Giving the right to make mistakes

Another fundamental point of a successful QWL procedure is the failure management. In our private lives, we increasingly hear that it’s okay to make mistakes from time to time – nobody is perfect. This isn’t the case in the professional world – far from it. People are scared of failure, and this fear persists. Yet, failure is a natural part of learning.

“Success consists of going from failure to failure without loss of enthusiasm” As Churchill said

Improving company feedback

Feedback is an essential element of any QWL procedure. It needs to be regular in order to be both practical and useful. You don’t know how people are really doing if you only ask them once a year.

Developing team spirit

Team spirit is one of the values most commonly highlighted by companies, but not all teams necessarily have it. Working as a team and having team spirit are two very different concepts. The first is more a question of organization whilst the second requires soft skills. Team spirit is an essential component of good working life quality and employee engagement. This can be translated through moments of cohesion or team lunches. If employees get on well, they’ll be happier in their working environment.

Taking action to improve QWL

Once you’ve identified the various action leverages for improving your quality of working life, it’s time to get to work.

Here are three tips for improving your QWL:

  • An employee engagement surveys helps you gather the information necessary for putting together an action plan. It allows you to validate the pertinence of the actions you want to undertake. Don’t hesitate to get help from QWL experts, to guide you on the best quality of work life actions to implement.
  • Don’t underestimate projects that don’t cost a lot (or that even cost nothing). Contrary to popular belief, projects that don’t cost anything are sometimes those which make the biggest difference.
  • Finally, think about your QWL action plans on a long-term basis. It would be a shame to see your quality of work life initiatives fade after a few months, for not having taken the time to ask your employees what they think. This will enable you to update your QWL action plans, so that they stay aligned with employee expectations, which evolve over time.

The impacts of QWL on performance

QWL and performance

Thriving employees are 86% more creative and 65% more invested in their missions. Thanks to a smart QWL policy, a company is 43% more productive.

The logic is almost mathematical: a better employee experience leads to better quality work, increases customer satisfaction, promotes loyalty and word of mouth, and eventually generates more revenue.

This same logic applies internally. HR is often seen as a cost center… A committed QWL approach also means giving yourself the means to retain and therefore capitalize on the expertise of your employees, reduce absenteeism or psychosocial risk factors…

Psychosocial risk factors linked to poor QWL

A QWL process doesn’t only aim to improve employees’ experience.
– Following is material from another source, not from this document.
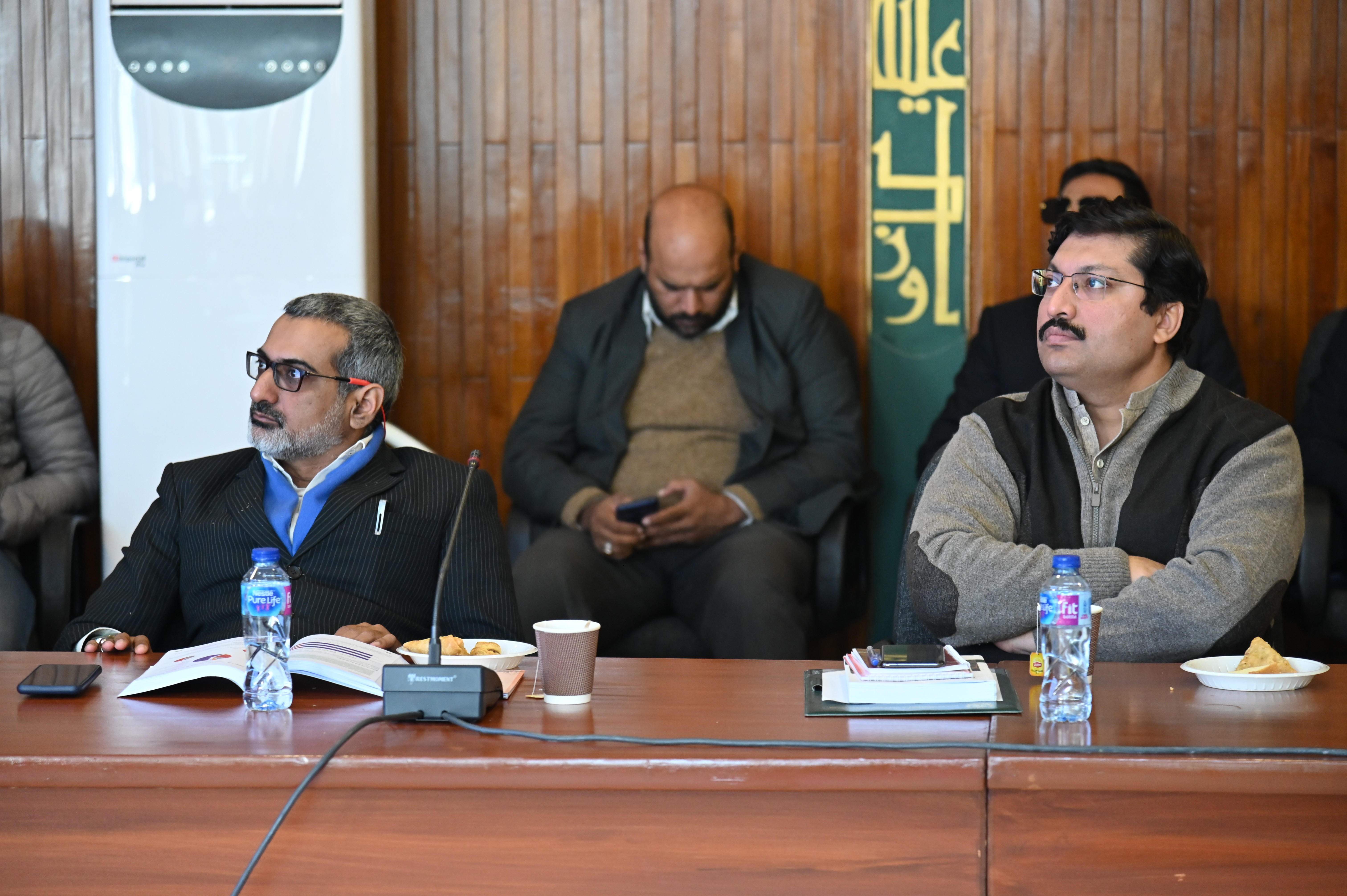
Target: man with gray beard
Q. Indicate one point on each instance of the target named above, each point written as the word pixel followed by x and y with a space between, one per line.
pixel 361 527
It also aims to put an end to the vicious circle of corporate unhappiness, which most of the time results in an increase in absenteeism or turnover.

The financial impact for the company is very real. The cost of unhappiness in the workplace is estimated at €13,440 per year per employee in France. It is more advantageous to implement a QWL approach to prevent these psychosocial risk factors.

The implementation of a QWL approach makes it possible to curb the phenomenon of unhappiness at work, but note that its cost will be higher than if you had implemented it from the start.

The best HR actions to improve employee experience

Employees’ quality of working life is a concern today for companies of all sizes and in all sectors. More and more of them are mobilizing and setting up initiatives to improve the engagement of their teams.

In order to contribute to the dissemination of QWL best practices and to recognize those who launched them, Lucca organizes the Employee Experience Awards every year. Each autumn, they reward the best HR innovations in terms of well-being and quality of working life. A way to inspire those who wish to act but do not know where to start.